Statistical practice
Friday, 12 September 2008
If you are used to splitting the quantitative analysis work between scientists and computer programmers, you are very likely running a SAS shop. You do have the right idea that the science of statistics and the practice of statistical programming are quite distinct and different people tend to be better at one or the other. But the practice of splitting the actual work among scientists and programmers is not best. It’s just common.
I think that companies doing things this way are stuck in a trend, not setting one, though that is not as bad as it sounds. Their most important asset may well be their people, but surely the next most valuable thing they own is a pile of software essentially written a decade ago and now running on autopilot.
However, that sort of asset base is a mixed blessing. It works great in production and not so well in prototyping. If you compete on the latter -- as you must if you innovate -- you will find that your most effective people are scientists who know how to program. In prototyping, PhD’s equipped with the right software will get the job done faster, better than PhD’s teamed up with programmers.

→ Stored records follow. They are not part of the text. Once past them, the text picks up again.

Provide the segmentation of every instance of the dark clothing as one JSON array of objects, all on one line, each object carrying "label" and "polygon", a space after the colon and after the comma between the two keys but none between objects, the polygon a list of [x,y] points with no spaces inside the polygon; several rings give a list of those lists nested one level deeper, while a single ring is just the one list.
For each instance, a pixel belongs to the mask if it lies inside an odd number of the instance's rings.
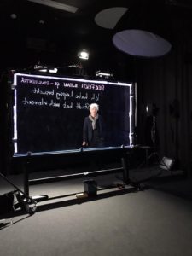
[{"label": "dark clothing", "polygon": [[89,147],[103,147],[103,122],[101,116],[96,123],[96,129],[92,128],[92,122],[89,116],[85,117],[83,129],[83,141]]}]

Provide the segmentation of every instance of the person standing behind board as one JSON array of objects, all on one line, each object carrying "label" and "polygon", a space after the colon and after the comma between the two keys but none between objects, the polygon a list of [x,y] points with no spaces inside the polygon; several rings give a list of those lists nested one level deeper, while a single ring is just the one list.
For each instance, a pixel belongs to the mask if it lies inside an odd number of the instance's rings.
[{"label": "person standing behind board", "polygon": [[103,121],[98,114],[99,106],[92,103],[90,106],[90,114],[85,117],[83,128],[84,147],[102,148],[104,146]]}]

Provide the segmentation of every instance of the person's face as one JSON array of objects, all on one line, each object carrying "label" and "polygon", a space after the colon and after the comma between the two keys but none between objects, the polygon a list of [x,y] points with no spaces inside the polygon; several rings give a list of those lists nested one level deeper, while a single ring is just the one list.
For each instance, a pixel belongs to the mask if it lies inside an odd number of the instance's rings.
[{"label": "person's face", "polygon": [[97,109],[96,109],[96,108],[91,108],[90,112],[91,116],[95,118],[97,113]]}]

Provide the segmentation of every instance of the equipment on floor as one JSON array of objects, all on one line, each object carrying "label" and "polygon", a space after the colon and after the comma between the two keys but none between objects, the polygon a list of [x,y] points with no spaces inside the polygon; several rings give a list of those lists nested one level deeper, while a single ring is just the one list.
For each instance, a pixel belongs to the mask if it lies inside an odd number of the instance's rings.
[{"label": "equipment on floor", "polygon": [[[0,176],[15,189],[15,191],[0,195],[0,213],[7,213],[20,207],[21,210],[26,211],[27,213],[33,214],[37,209],[36,201],[15,185],[3,173],[0,172]],[[18,201],[16,205],[14,205],[14,195],[15,195]]]}]

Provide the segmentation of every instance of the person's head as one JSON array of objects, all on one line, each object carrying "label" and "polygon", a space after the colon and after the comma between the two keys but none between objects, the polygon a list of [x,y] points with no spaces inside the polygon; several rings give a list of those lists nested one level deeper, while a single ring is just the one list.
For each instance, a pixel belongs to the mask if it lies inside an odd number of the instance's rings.
[{"label": "person's head", "polygon": [[92,103],[90,106],[90,113],[92,117],[96,117],[97,114],[97,112],[99,110],[99,105],[96,103]]}]

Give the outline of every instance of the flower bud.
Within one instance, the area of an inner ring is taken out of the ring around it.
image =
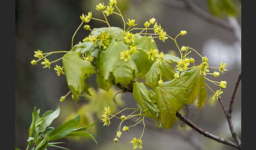
[[[184,36],[185,34],[186,34],[186,31],[185,31],[185,30],[182,30],[182,31],[181,31],[181,35],[182,36]]]
[[[123,127],[123,131],[128,131],[129,130],[129,127],[128,127],[127,126],[124,126],[124,127]]]
[[[207,62],[208,61],[208,59],[207,58],[207,57],[204,56],[202,58],[202,61],[204,61],[204,62]]]
[[[214,71],[213,72],[213,76],[215,77],[219,77],[219,76],[220,76],[220,72],[216,72],[216,71]]]
[[[122,135],[122,132],[119,131],[116,133],[116,135],[117,135],[118,137],[120,137],[121,135]]]
[[[155,19],[154,18],[152,18],[151,19],[150,19],[150,23],[151,24],[151,25],[153,25],[155,23]]]
[[[115,138],[115,139],[114,139],[114,142],[115,142],[115,144],[116,144],[118,142],[118,139]]]
[[[32,60],[32,61],[31,61],[31,62],[30,63],[31,63],[31,65],[36,65],[36,61],[35,59],[33,59],[33,60]]]
[[[90,29],[90,26],[89,25],[85,25],[84,26],[84,28],[85,28],[86,30],[88,30]]]
[[[193,63],[194,62],[195,62],[195,60],[193,59],[193,58],[190,58],[189,59],[189,62]]]
[[[125,115],[123,115],[121,116],[121,118],[122,119],[122,120],[125,120],[125,119],[126,119],[126,117],[125,117]]]
[[[65,100],[65,97],[61,97],[61,99],[60,99],[60,102],[62,102]]]
[[[145,22],[145,23],[144,24],[144,25],[145,26],[145,27],[146,28],[148,28],[149,27],[149,26],[150,25],[150,23],[149,23],[149,22],[146,21],[146,22]]]
[[[177,73],[174,73],[174,78],[176,78],[176,79],[178,79],[178,78],[180,78],[180,75],[179,75],[179,74]]]

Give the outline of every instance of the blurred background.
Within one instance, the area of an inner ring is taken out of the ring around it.
[[[235,6],[235,14],[229,13],[230,11],[225,11],[224,7],[221,10],[224,13],[218,15],[212,5],[212,1],[190,1],[205,14],[225,21],[229,26],[237,27],[232,31],[197,15],[185,6],[183,1],[188,1],[117,0],[117,6],[125,20],[128,18],[135,19],[139,25],[137,27],[142,27],[145,22],[154,17],[172,37],[175,37],[181,30],[186,30],[188,34],[178,39],[179,45],[190,46],[203,56],[207,56],[211,66],[218,67],[220,62],[227,62],[228,71],[218,79],[228,82],[227,88],[224,89],[224,93],[221,95],[224,104],[228,106],[241,71],[241,49],[239,40],[241,1],[231,1]],[[72,37],[81,23],[80,16],[82,13],[87,14],[91,11],[93,17],[103,18],[102,14],[95,9],[96,5],[101,2],[107,4],[109,1],[16,1],[15,147],[21,149],[26,147],[28,131],[32,121],[31,112],[35,105],[41,109],[42,115],[47,110],[55,110],[60,105],[61,113],[60,117],[53,122],[54,127],[77,114],[82,116],[81,125],[97,121],[96,125],[90,130],[97,139],[97,146],[92,140],[83,138],[65,139],[66,143],[63,145],[64,147],[76,150],[132,149],[130,141],[133,137],[140,136],[143,126],[136,126],[129,132],[123,133],[117,144],[115,144],[113,140],[119,122],[114,120],[110,126],[103,126],[101,121],[104,106],[111,105],[114,110],[123,109],[125,106],[137,107],[136,101],[131,93],[119,94],[117,98],[118,105],[116,105],[112,98],[119,90],[113,88],[109,93],[97,90],[97,83],[94,81],[96,79],[95,76],[88,80],[92,87],[90,90],[95,96],[94,98],[86,96],[76,103],[68,97],[64,101],[60,102],[61,97],[69,91],[65,76],[57,76],[53,65],[49,70],[43,68],[39,63],[36,66],[32,66],[30,63],[34,59],[34,51],[37,49],[44,53],[70,50]],[[229,9],[228,7],[227,9]],[[232,18],[232,16],[235,18]],[[108,19],[111,26],[123,27],[120,17],[111,15]],[[89,25],[96,28],[106,26],[95,20],[91,20]],[[87,31],[81,29],[75,37],[75,43],[82,41],[88,34]],[[172,54],[178,52],[171,40],[163,42],[156,40],[156,42],[161,51]],[[55,54],[50,58],[55,60],[60,57],[61,55]],[[195,55],[191,57],[198,59],[196,61],[199,60]],[[61,64],[61,62],[58,63]],[[219,102],[211,100],[212,93],[210,90],[208,93],[207,104],[200,111],[193,105],[189,106],[188,119],[202,128],[233,141]],[[185,109],[182,111],[185,114]],[[232,120],[240,137],[241,113],[241,86],[239,86],[233,106]],[[150,119],[147,119],[147,121],[152,122],[153,127],[146,127],[143,138],[143,149],[235,149],[205,138],[179,121],[177,121],[173,129],[168,131],[155,127],[154,129],[153,122]],[[128,122],[127,125],[132,123]],[[52,147],[47,149],[57,149]]]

If your team consists of PhD's who know how to program, chances are you're running a Stata shop. In that case, you might still appreciate competent outside help, because experienced subcontractors can give you a decisive advantage in two main ways. One is their current portfolio of tried and true programming practices; some of them may translate to your business without any learning curve at all. The other is the increased productivity that comes with experience, which enables them to adopt your own carefully developed practices over a much shorter time than a new hire could.
I have bet the mortgage on the Eno River Analytics headquarters on that. One year on, it still looks like a good idea.